Activist investor Starboard Value LP on Friday announced acquisition of a “significant” part of stake in Yahoo Inc and also urged it to explore prospects of merger with AOL Inc.
Notably, Starboard is the second activist investor that have targeted the technology company in the last three years.
The activist investor also said that the company should quickly enter into “monetizing” its Asian assets that exceed the value of enterprise of its actual business.
Meanwhile, the news of acquisition pushed Yahoo shares to rise 4.4 percent to close at USD 40.60. On the other hand, the AOL shares surged 3.7 percent to close at USD 44.55 on Nasdaq.
Market watchers said that the recent development is another effort by Yahoo to revamp its revenue growth that has lagged behind in the recent years against its internet rivals like Google Inc, Twitter Inc and Facebook Inc.

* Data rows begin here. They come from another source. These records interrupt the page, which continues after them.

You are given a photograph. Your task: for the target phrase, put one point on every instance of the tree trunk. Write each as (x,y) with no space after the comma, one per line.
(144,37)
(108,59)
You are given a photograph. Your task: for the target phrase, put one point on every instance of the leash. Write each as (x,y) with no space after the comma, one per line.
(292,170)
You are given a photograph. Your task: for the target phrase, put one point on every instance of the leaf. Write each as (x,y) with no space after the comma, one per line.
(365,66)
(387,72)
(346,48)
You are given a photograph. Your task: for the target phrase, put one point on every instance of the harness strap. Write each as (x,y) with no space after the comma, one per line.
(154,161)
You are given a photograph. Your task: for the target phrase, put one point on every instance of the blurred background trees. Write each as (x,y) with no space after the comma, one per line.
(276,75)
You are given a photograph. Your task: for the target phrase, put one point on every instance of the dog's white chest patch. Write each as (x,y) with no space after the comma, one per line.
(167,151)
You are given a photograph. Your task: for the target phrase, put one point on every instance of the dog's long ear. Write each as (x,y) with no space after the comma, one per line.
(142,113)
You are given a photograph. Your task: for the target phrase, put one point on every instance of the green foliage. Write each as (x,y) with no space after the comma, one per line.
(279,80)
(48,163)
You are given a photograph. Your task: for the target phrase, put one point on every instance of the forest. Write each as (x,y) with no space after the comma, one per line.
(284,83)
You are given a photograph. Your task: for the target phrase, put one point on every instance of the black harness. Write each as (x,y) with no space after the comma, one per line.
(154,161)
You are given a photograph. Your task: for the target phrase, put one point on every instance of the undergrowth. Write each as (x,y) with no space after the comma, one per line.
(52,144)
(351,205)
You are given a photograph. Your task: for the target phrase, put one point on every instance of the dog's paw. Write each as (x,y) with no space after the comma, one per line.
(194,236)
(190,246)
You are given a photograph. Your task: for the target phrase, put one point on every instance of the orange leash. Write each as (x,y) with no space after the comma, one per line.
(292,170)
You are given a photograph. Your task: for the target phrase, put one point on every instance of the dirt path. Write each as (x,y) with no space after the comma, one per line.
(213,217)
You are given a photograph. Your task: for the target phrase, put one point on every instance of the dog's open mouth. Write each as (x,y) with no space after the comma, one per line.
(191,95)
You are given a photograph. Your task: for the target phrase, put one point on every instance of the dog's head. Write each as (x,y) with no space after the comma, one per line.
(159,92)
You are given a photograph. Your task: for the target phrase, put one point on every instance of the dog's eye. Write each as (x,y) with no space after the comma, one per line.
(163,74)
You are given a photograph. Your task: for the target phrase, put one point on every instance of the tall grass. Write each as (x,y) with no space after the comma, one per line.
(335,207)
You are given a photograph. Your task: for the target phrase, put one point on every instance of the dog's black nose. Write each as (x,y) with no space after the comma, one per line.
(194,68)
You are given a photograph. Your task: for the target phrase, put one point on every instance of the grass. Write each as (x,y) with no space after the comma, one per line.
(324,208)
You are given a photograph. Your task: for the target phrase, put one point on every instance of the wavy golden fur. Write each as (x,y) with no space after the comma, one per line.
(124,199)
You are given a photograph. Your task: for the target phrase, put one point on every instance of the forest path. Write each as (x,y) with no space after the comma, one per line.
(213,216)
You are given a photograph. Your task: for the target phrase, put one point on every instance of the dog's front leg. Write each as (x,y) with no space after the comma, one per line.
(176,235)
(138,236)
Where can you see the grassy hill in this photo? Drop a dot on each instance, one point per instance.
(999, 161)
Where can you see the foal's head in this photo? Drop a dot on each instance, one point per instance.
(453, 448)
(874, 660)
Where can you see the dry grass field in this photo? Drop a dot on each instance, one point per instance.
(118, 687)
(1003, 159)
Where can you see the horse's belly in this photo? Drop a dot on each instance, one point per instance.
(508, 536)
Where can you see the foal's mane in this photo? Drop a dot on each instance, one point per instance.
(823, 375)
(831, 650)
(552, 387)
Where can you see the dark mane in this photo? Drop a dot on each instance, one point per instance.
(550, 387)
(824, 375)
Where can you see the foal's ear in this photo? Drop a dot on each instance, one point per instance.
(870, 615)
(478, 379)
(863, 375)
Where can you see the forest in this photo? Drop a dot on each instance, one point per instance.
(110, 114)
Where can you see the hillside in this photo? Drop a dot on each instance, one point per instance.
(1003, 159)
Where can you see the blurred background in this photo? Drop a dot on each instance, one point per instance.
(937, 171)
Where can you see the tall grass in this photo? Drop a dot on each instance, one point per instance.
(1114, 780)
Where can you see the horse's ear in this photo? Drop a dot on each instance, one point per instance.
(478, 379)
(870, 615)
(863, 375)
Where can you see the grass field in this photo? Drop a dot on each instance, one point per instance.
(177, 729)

Starboard sent a letter to Yahoo Chief Executive Marissa Mayer detailing about its upcoming plans for “engaging directly” with Yahoo and their timely execution.
In a statement late on Friday, Mayer confirmed that the internet company would review the letter soon.
According to the Yahoo officials, the company would provide an update on its initiatives for capital allocation during its third-quarter earnings call.
Starboard, which is also AOL’s former activist investor, claimed that the suggested Yahoo-AOL merger could lead to the creation of up to USD 1 billion in “synergies” by reduction in the overlaps in online display advertising as well as the other overhead costs.
Meanwhile, Alibaba declined to comment on Starboard’s proposal.
By recommending a Yahoo-AOL merger, the activist investor has once again revisited a proposal that crops up in every few quarters as the Internet powerhouses of the 1990s try to regain their footing over the years. Both Yahoo and AOL have witnessed shrinkage in their online ad market share in the recent years.